REPUBLIKA.CO.ID, JAKARTA -- Permasalahan yang terjadi dalam rumah tangga ternyata bukan karena kurangnya cinta, melainkan hanya karena kurangnya ilmu dalam mengekspresikan cintanya.
Demikian yang dikatakan ustadz Salim A. Fillah dalam kajian Wedding Series di Masjid Agung Al Azhar, Jakarta pada Ahad (30/8). Fakta tersebut ia dasarkan dalam pengalamannya selama membina Jogja Family Center.
"Kita terjebak dengan peribahasa yang kita kenal sejak kecil yaitu 'cintailah orang lain sebagaimana kau ingin dicintai orang lain. Padahal peribahasa ini tidak berlaku dalam pernikahan, karena sejatinya perempuan dan laki-laki berbeda," tutur dia.

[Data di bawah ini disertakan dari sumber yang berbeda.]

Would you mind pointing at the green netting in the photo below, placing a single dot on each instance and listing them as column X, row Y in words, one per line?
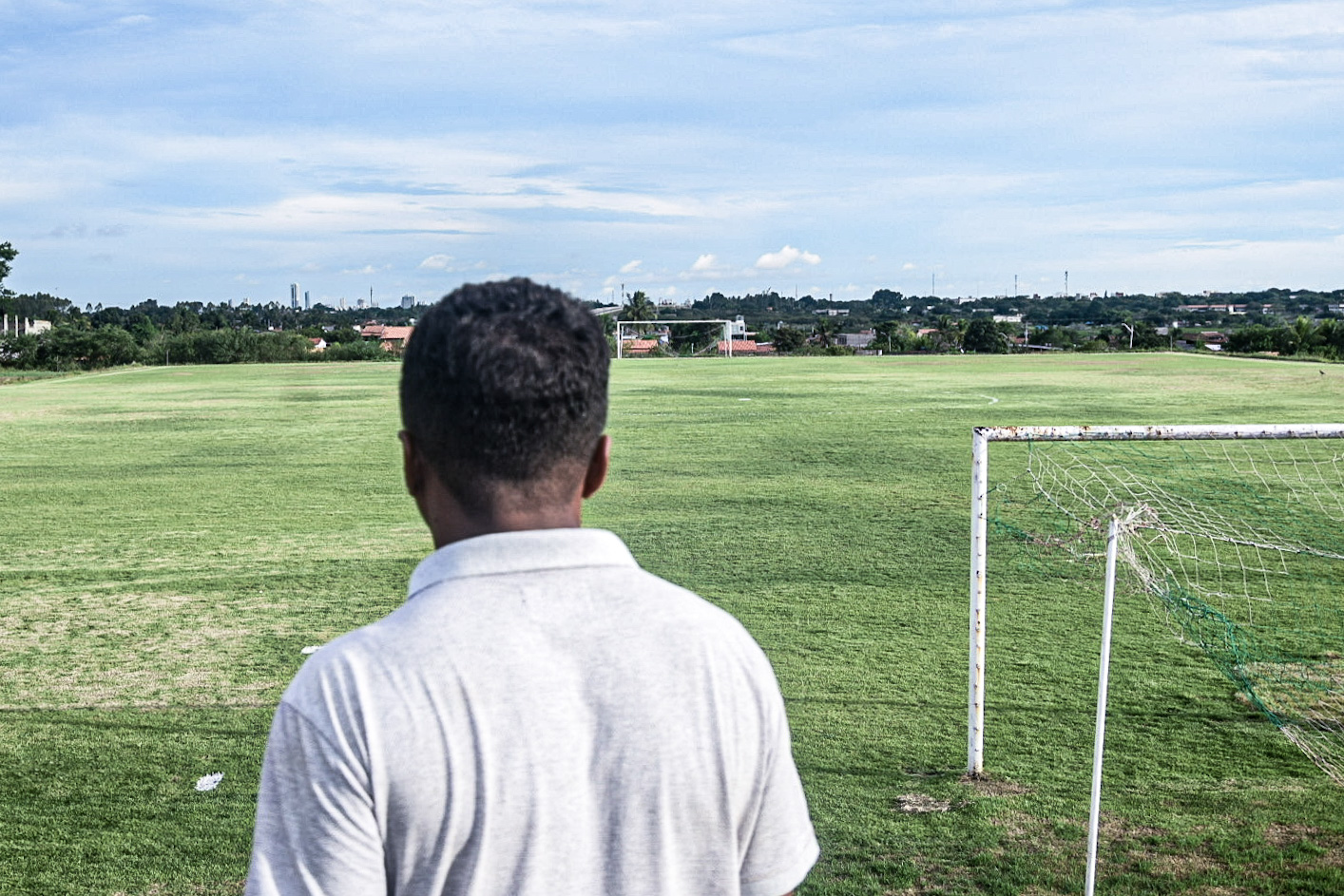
column 1238, row 543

Allah menciptakan perempuan dan laki-laki berbeda dari segi anatominya, fisiologinya, metabolismenya, hormon-hormonnya, maka juga kebutuhan jiwanya berbeda, sehingga cara mencintainya pun berbeda. Memaksa mencintai istri seperti laki-laki ingin dicintai itu tidak baik, dan istri yang ingin dicintai sebagaimana dirinya mencintai juga akan berbahaya.
Sehingga menurutnya, terkadang terjadi konflik dalam rumah tangga dimana suaminya yang sangat mencintai istrinya namun istrinya justru merasa tidak pernah didengarkan, diabaikan, tidak diakui pendapatnya dan lain sebagainya. Demikian pula ada istri yang sangat mencintai suaminya, tapi justru suaminya merasa terdikte, tertindas, dan tersiksa.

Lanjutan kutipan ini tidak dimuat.